There’s an old joke about a man who goes to synagogue week after week, beseeching God to let him win the lottery. Weeks go by, years go by, decades go by, and the man dutifully asks for one thing only: please, let him win the lottery. Well into his 90s, the man falls on his knees one day, begging God to do one thing for him before he dies, let me win the lottery! A little voice suddenly calls out to him from above in response: “So, meet me halfway and buy a ticket?”
Yes, it’s a silly (and incredibly old) joke, but I’m going to get serious. I am a solidly middle class, educated parent. I participate in my kids’ education (my daughter finished college last spring, and my son is in a public high school.) Yet day after day, I log onto the TeachersPayTeachers website (which is where I sell materials related to the teaching of mathematics) and what do I encounter each time? This!

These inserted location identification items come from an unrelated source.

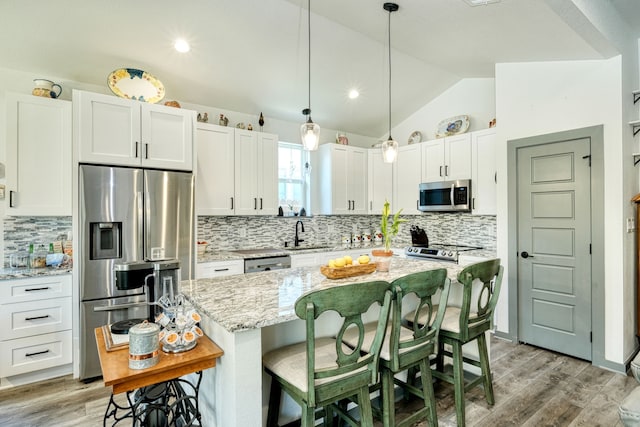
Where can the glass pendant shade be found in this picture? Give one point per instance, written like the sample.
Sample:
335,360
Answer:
310,134
389,150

Because if you’re looking for a random distribution of kids whose parents would enter a lottery to send their kids to the Success Academy Charter School, where else would you look? On a website that has lots of teachers! And we know that the children of teachers are the hardest to teach, right? Look, we may have very low salaries, but do we really have the “impoverished” children that Success Academy brags it can reach?
This is not an isolated incident, by the way: when I see advertisements for Success Academy, I usually find them in places where the public schools are perfectly good. Park Slope, which is where my children went to elementary school, has some of the best schools in the city, yet where do we see ads begging parents to apply to Success Academy? Yes!
By contrast, I work in the Tremont section of the Bronx once a week: as I look out the window of the subway car, I never see an ad from Success Academy. I walk along Grand Concourse in this impoverished neighborhood: do I see any ads for Success Academy? Um, noooooo. But walk along 7th Avenue in Park Slope, where there is a very high probability of finding a high-scoring “easy to teach” middle to upper class kid, and it’s a different story.
This is what galls me most about charters like Success Academy stating that they have better “success” than public schools. Yes, it’s easy to get success when you filter out the most challenging kids, and a lottery is only “fair” to those who enter it. Success Academy has a terrible reputation for working with learning disabled students and those with limited English proficiency. Do you really believe that these parents are going to waste their time entering a lottery for a school that won’t serve their children’s needs?
This is not even to touch the subject of children whose parents are undocumented, who we know are among the poorest of the poor. So fearful are they of revealing their status, they wouldn’t go near entering a charter school lottery. They do know enough that the public schools are forbidden by law for checking on a child’s immigration status, so they enroll them there, knowing that it will be a “safe” place for their children.
Look, if Success Academy wants to stack the deck in their favor in all sorts of ways, so be it, but aren’t these the sort of rules that a 6 year old lives by? When will “little Eva” grow up?